Bringing a bang to your serverless processes: Firecracker

firecrackers

Amazon Web Services (AWS) Lambda‘s growing popularity is proof positive that serverless computing is for real. But wouldn’t it be nice if you had a better view of how Lamba’s function-as-a-service actually works? Or, better still, if Lambda’s inner workers were open-sourced so you could use them in your own serverless projects? Guess what? AWS has given us both with Firecracker.

Firecracker is a virtual machine (VM)-based technology that combines VM’s security with containers’ small size and speed. Firecracker VMs are designed to run single-purpose, transient, short-lived processes. It starts by building on Linux’s build Kernel Virtual Machine (KVM). This is a type-1 hypervisor, which works hand in glove with AMD and Intel processor’s inherent VM extensions.

Where Firecracker changes course from normal KVM is usually KVM is run in concert with Linux’s type 2 hypervisor QEMU. Firecracker, which runs in Linux’s userspace, drops QEMU entirely. Instead, it provides its own bare-boned virtual network, storage, a one-button keyboard, and a serial console. That’s it.

The net result is tiny, 5 MB of memory per microVM, which can be launched in as little as 125 milliseconds. You can also launch a ton of Firecracker VMs in a great hurry. AWS claims you can run thousands of secure VMs with widely varying vCPU and memory configurations on the same instance.

What can you do with such a minimal VM? You can do just enough, fast enough, to make hundreds of functions available to your programs as needed. Don’t believe you can really do that much? Think again. Both AWS Lambda and Fargate, AWS’s container compute engine, rely on Firecracker to deliver their services.

Yes, you could do the kind of things Firecracker does with containers, but by relying on a minimal VM, Firecracker is inherently more secure.

Think about it.  By default you can’t even run Secure Shell (SSH) on a Firecracker VM. You can only work with a Firecracker VM via its Universal Asynchronous Receiver Transmitter (UART)/serial console or its Representational State Transfer (REST). There’s next to nothing a would-be hacker can attack.

In addition, Firecracker processes are jailed using cgroups and seccomp BPF. A Firecracker microVM also only has access to a few, tightly controlled system calls. Last, but not least, in practice these microVMs are spun up, run, and die in a matter of minutes. By the time a hacker gets in, the instance is already gone. Sure, Firecracker can be cracked, but it’s not worth an attacker’s time to try to bust Firecracker microVMs.
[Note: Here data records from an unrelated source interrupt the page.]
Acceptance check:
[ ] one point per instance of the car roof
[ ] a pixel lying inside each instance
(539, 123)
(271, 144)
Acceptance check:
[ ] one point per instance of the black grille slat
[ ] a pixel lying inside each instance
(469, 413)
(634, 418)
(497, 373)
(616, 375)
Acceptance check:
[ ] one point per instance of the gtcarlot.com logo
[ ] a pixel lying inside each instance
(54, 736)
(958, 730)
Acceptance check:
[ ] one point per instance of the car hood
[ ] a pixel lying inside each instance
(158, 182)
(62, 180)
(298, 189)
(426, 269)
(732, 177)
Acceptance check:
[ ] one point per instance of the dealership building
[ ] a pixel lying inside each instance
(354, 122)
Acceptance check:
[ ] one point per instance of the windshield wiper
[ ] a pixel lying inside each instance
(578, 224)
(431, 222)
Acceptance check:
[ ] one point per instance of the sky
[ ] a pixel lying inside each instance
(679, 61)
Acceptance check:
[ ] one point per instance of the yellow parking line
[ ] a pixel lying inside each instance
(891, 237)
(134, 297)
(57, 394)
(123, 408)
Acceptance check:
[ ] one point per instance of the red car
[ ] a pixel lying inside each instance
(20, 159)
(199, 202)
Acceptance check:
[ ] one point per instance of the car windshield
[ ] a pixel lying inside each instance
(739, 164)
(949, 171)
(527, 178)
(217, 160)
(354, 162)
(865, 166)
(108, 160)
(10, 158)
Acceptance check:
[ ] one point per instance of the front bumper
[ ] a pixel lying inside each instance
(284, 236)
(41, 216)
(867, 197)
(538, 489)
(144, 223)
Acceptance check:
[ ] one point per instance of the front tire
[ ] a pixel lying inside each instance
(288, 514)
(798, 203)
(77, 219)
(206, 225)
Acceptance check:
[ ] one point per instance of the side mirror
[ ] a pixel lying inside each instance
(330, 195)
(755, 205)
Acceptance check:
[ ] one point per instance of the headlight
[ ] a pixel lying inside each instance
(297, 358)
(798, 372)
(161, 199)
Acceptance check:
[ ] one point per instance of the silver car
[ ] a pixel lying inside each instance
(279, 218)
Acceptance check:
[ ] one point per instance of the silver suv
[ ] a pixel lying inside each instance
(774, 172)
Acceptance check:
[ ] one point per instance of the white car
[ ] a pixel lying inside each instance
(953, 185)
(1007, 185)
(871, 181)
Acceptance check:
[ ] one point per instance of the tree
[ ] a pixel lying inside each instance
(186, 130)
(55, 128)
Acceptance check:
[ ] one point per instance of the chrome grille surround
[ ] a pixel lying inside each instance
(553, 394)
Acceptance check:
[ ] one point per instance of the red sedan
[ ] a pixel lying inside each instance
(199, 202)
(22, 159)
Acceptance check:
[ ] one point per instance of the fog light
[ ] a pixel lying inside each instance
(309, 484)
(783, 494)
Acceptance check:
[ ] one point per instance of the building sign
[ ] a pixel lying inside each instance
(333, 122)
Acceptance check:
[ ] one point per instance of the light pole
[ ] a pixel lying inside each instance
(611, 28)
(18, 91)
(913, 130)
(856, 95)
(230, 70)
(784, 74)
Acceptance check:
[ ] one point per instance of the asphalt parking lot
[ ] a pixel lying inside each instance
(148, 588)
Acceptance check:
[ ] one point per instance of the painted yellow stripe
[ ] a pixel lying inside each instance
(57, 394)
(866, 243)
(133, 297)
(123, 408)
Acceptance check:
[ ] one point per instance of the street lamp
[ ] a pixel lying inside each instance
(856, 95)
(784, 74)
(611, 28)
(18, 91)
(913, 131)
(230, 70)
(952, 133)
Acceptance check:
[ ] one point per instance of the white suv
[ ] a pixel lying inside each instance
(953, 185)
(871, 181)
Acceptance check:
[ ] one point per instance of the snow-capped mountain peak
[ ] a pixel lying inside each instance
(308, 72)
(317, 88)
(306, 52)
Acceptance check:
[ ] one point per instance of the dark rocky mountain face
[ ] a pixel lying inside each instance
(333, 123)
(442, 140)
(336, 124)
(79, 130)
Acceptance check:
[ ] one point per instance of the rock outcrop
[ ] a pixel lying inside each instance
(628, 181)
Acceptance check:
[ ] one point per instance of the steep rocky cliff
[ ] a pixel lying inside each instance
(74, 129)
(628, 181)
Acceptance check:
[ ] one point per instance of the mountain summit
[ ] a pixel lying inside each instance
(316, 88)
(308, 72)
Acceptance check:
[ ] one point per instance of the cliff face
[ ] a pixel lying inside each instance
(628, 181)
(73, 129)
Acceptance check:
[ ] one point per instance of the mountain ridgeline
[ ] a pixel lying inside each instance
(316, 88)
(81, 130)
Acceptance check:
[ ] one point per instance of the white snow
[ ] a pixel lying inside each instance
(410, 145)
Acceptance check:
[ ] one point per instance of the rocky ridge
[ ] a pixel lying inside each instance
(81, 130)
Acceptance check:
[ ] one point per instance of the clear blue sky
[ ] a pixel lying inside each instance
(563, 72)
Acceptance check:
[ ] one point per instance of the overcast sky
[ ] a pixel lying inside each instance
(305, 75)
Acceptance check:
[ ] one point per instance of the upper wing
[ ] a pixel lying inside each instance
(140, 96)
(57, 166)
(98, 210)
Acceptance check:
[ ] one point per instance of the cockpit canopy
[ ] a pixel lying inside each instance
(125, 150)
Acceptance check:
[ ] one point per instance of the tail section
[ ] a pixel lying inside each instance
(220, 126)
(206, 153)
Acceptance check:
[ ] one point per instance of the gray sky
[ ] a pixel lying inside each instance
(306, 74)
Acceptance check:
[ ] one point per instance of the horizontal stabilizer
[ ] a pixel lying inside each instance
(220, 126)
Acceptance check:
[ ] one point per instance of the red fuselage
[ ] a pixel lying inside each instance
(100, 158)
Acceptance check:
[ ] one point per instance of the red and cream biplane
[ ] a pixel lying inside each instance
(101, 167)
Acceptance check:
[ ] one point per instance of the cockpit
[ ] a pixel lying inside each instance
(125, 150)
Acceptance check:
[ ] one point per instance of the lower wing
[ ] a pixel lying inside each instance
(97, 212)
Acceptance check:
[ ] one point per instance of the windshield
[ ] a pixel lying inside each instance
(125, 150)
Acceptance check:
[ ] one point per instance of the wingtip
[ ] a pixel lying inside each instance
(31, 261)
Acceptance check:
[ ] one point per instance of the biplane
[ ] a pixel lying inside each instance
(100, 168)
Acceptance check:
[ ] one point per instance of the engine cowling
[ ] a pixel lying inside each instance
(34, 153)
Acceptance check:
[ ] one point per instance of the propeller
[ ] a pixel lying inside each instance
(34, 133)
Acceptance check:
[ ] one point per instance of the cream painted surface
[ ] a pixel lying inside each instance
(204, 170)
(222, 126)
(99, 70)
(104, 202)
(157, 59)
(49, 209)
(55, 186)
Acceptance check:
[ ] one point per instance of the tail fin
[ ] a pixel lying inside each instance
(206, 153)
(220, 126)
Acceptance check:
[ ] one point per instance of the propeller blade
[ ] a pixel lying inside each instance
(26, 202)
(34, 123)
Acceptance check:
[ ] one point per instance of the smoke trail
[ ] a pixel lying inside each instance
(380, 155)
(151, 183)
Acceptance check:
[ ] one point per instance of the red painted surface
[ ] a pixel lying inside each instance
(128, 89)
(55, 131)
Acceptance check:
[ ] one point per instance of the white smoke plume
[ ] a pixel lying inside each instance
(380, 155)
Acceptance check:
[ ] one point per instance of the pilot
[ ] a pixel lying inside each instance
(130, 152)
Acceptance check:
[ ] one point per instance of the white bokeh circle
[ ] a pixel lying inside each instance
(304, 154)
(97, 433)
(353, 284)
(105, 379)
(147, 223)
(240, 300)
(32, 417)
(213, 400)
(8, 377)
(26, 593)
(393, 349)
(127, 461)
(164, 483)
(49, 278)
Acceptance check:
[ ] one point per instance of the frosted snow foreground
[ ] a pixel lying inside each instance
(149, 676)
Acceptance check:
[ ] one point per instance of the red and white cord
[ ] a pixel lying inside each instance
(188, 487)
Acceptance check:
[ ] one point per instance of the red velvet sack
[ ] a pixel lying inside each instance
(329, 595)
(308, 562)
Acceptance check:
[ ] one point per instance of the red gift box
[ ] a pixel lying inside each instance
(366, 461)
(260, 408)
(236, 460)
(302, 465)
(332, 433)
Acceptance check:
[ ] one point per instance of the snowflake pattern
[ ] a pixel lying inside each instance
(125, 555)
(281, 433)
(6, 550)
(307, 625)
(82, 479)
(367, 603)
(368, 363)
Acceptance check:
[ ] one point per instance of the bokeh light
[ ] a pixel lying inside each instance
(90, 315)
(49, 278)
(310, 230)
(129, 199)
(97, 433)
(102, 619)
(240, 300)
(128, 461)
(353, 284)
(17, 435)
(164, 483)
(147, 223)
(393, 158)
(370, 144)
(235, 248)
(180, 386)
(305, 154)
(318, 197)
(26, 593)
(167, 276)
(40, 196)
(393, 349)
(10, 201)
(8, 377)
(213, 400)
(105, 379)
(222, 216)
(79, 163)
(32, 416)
That’s all very neat, but what makes Firecracker really interesting is that, since AWS open-sourced Firecracker, anyone can use it. That’s exactly what Weaveworks has done with Ignite. With Ignite, Weaveworks has married Firecracker with built-in GitOps management, which uses Git for its DevOps source of truth. On top of this, you can run your OCI and/or Docker container images.

That’s one interesting way to make the best of Firecracker, but the best may be yet to come. With its microVM’s tiny size and fast load speeds, Firecracker will also be ideal for Internet of Things (IoT) and edge computing use cases.

In short, whether you want to simply use Firecracker or add it to your own programs, Firecracker deserves your attention. Going forward, Firecracker will be an important building block in the cloud, edge and IoT.